ILM with rollovers breaking data integrity

Hello,

We have an index where we need to continuously write new docs, run full-text searches and update the matched docs with a flag. The data consists of social media posts and news articles with timestamps.

We previously allowed this index to grow infinitely, but this made searches very slow and increased our costs. We identified that retaining just the last 24-48 hrs of data is good enough for business requirements and would keep search speed and costs to an acceptable level.

We tried to achieve this by creating an index with an ILM policy and alias. The policy rolls over the index every 1 hours and deletes it every 1 day. Index remains in the hot phase till deletion.

However as we started writing larger volumes to the alias (1M+ docs per day via many streaming bulk writes), we discovered a loss of data integrity and docs with different _id getting mixed up . For example doc 1 originally had text: foo and doc 2 had text: bar. But after writing to the alias, doc 1 had text: bar, and the _version for the doc was also higher than expected.

An important detail is that this is happening even with the search application turned off. i.e. it appears to be an issue with the indexing, not with updates.

Is this known / expected behaviour from such a setup? And is there a more suitable approach for retaining docs for only 24 hours? Any help or insights would be much appreciated!

Hello and welcome,

Can you provide some evidence of this? It is not clear what is the issue here.

How are you indexing the data? Are you using custom _id ? For a doc to be updated you would need to make a request using the same _id.

Please provide some evidences of the issue, like the documents, and how you are indexing your data.

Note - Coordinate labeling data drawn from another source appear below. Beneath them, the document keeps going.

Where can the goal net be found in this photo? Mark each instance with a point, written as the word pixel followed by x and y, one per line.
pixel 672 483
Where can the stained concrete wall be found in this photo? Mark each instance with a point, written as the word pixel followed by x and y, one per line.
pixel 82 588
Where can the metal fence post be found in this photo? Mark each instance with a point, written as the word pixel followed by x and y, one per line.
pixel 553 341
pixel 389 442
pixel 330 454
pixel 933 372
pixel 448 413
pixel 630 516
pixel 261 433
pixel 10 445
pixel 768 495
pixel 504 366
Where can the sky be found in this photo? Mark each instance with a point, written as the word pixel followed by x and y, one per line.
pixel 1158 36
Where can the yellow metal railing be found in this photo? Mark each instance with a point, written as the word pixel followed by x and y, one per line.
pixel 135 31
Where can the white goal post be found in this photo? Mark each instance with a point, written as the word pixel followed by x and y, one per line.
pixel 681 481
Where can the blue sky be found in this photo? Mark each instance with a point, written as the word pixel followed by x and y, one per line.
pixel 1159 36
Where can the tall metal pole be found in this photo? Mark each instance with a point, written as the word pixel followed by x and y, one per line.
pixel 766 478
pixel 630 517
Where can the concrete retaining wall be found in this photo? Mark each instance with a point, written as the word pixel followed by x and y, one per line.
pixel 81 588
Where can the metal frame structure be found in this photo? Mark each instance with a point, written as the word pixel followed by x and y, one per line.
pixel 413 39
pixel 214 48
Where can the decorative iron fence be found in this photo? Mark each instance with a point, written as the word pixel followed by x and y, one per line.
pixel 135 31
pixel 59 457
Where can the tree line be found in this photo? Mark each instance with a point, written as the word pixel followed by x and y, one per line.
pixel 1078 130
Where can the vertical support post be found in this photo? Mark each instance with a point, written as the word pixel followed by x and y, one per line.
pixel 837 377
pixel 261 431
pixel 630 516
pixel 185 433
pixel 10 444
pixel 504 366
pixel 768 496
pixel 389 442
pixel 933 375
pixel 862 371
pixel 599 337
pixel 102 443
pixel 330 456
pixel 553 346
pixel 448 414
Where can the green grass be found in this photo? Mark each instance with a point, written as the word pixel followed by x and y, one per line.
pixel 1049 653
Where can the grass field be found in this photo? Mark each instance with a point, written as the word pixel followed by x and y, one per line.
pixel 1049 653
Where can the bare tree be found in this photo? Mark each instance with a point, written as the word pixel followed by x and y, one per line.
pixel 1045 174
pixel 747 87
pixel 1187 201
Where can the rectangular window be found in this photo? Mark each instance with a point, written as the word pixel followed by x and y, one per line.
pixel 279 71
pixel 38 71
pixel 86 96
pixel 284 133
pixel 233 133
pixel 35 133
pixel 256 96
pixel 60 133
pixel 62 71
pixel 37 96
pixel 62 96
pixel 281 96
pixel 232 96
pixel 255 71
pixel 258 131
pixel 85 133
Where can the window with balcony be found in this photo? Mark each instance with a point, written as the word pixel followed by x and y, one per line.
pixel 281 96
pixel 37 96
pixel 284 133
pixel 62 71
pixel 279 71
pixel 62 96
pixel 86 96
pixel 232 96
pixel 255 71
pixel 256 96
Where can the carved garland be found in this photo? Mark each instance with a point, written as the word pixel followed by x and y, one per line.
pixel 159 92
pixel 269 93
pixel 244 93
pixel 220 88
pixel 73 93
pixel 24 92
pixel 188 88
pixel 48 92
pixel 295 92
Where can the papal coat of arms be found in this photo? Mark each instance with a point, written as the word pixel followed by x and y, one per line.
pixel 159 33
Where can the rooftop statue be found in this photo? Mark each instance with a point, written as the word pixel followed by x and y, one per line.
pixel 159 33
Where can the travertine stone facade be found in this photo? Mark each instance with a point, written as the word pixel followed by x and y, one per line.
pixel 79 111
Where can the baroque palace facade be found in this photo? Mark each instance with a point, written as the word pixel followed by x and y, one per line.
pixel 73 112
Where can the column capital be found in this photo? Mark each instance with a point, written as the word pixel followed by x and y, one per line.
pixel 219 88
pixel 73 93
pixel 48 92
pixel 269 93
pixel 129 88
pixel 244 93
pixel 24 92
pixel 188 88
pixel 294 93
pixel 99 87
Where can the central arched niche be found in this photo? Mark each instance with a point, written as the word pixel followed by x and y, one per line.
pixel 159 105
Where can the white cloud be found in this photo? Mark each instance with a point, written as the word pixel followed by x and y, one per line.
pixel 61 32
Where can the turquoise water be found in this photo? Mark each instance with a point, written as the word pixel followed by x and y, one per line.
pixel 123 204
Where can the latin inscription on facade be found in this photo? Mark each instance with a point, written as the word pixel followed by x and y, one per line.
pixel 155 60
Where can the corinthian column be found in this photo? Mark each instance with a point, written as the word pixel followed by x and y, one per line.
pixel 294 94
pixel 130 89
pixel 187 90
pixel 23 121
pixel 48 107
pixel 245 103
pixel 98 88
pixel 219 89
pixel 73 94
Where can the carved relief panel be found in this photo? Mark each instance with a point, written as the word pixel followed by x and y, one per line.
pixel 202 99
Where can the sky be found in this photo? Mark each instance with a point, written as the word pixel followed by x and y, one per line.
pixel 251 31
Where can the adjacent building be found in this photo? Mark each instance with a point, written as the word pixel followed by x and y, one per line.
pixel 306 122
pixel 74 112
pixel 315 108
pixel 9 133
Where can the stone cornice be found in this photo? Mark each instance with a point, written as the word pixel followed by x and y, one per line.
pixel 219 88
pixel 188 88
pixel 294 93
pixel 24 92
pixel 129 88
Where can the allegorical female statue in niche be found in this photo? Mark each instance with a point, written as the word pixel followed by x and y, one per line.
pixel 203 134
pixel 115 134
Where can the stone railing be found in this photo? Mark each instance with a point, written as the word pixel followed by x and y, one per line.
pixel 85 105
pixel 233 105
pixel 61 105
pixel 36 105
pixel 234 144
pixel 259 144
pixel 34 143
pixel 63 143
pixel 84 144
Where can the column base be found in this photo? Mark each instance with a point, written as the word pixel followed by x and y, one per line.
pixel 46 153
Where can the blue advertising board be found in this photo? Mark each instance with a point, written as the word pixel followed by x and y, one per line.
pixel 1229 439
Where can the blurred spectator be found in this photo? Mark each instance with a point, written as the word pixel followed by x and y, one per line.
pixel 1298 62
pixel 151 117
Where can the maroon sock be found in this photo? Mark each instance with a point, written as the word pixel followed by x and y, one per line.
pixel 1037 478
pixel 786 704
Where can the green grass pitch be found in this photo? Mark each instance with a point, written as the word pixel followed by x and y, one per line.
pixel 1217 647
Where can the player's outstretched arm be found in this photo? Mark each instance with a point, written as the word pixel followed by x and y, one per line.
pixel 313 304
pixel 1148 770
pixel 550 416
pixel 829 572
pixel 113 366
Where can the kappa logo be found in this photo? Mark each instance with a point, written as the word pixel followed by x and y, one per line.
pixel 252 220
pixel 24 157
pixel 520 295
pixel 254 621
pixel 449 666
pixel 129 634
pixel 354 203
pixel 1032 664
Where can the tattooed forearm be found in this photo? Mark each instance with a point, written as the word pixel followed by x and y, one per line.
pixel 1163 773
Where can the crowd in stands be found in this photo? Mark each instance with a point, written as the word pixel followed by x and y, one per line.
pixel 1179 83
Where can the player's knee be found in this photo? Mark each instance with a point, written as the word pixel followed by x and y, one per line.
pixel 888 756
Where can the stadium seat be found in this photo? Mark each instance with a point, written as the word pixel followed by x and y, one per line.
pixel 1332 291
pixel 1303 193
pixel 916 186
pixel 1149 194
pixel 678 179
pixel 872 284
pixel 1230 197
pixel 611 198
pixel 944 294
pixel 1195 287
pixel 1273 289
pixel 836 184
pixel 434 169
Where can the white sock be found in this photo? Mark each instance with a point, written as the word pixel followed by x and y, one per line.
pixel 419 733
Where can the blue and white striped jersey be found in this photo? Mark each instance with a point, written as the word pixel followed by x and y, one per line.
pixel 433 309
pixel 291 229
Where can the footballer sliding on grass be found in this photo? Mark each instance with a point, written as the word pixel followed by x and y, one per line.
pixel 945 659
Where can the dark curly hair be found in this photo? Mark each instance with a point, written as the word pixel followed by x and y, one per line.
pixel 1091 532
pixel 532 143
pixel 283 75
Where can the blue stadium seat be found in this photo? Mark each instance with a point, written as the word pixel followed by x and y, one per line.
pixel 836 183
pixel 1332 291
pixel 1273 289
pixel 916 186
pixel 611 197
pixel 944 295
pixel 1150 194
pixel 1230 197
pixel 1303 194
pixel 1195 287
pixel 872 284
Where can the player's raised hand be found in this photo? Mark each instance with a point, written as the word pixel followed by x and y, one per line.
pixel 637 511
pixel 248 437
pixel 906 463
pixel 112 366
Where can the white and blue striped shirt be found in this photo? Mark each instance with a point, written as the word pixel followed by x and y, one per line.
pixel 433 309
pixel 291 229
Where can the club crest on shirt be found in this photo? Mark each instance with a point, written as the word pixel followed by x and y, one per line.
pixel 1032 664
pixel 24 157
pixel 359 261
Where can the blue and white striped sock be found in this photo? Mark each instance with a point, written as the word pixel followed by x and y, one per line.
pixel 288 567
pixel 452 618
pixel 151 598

As you are using rollover it is worth noting that all writes and updates will go to the most recent index. If you write a document and a rollover then happens before it is subsequently updated you will likely end up with 2 separate document in different indices. As this surfaced when you started increasing data volumes I assume rollover occurred more frequently, making the issue more noticable?

Use cases requiring updates do not necessarily play nicely with rollover.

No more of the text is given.